My assumption is that markets change, and that there may be a uni-
directional change in overall behavior -- increasing volatility, for 
example.  Thus a system that behaves in one market might behave well 
in a less-volatile market, but get creamed in a more-volatile market, 
so I prefer to see how the system behaves when its out-of-sample 
period is a later, more "evolved" market.
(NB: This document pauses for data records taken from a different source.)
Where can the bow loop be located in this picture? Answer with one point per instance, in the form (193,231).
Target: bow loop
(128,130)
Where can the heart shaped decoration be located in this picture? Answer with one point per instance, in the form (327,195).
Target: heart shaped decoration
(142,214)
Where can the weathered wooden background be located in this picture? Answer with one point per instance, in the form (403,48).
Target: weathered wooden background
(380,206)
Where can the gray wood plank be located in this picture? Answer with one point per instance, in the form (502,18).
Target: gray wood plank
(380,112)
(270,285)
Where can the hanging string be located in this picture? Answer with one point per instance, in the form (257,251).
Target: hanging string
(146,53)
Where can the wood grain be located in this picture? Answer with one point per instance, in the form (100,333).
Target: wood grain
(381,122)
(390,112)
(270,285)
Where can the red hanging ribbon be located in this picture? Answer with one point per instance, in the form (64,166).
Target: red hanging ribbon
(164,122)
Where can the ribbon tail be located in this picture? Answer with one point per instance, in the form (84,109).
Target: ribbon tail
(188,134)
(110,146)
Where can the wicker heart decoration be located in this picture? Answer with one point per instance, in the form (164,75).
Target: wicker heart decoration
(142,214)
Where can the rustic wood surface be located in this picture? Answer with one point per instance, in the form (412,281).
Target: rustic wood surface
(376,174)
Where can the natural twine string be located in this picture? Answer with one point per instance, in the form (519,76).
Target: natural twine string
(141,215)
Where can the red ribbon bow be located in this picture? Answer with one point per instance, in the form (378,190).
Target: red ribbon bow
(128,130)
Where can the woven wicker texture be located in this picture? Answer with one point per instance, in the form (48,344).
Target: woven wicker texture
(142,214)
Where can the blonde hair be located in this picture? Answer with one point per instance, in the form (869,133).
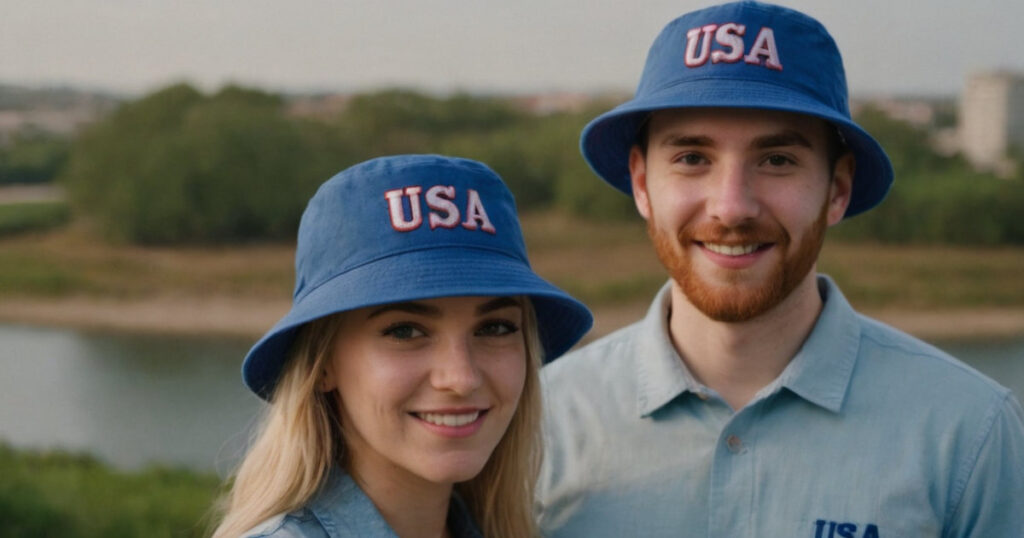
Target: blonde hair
(299,441)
What I generally do is tune for a long enough period to get 100-150 
trades, ending the test at an early enough point that I still have 
time *after* the test period for an out-of-sample test that will 
generate at least 50-75 and preferably >100 trades.  That gives me an 
idea how the system handles a "newer" market in its OOS test.  Then, 
assuming it does well in that test, I re-tune the system on ALL my 
data (or possibly just more recent data, enough for >100 trades) for 
real-time trading.

Last year was a real challenge.  The volatility spike, the turn in 
market direction, etc, made March through about August fairly 
unusual.  I want to make sure any system can *handle* that market 
appropriately, but I don't want to include it in my testing period if 
I can avoid it.  Many borderline systems looked *great* in the first 
3-6 months of 2000, but they fall apart in 1999 or after 9/2000.  If 
you tune on that unusual period, you might get great results with a 
system that would fail in a more "normal" market.  I want a system 
that behaves well in "normal" times AND does well when the market 
goes berserk.

> Contrast this to walk forward, where you test on old data,
> then "blindly" test on the most recent periods.  Yes, some
> concepts may work equally over extended periods, but if the
> goal is at all to be more in sync with current conditions,
> you will probably not achieve that, as all your development
> is on prior, out of sync, periods.

That's why I re-tune for more recent data if the system passes its 
OOS test.

> Thus, I'm proposing that walk BACKWARD testing is far more
> sound conceptually, and is likely to lead to better results
> than the walk forward methodology.

If you re-tune on recent data before trading, would you still feel 
that walk-backward is better?  I feel walk-backward is conceptually 
unsound because you're testing something -- trading on older data -- 
that you're not going to do in actual use.  

Gary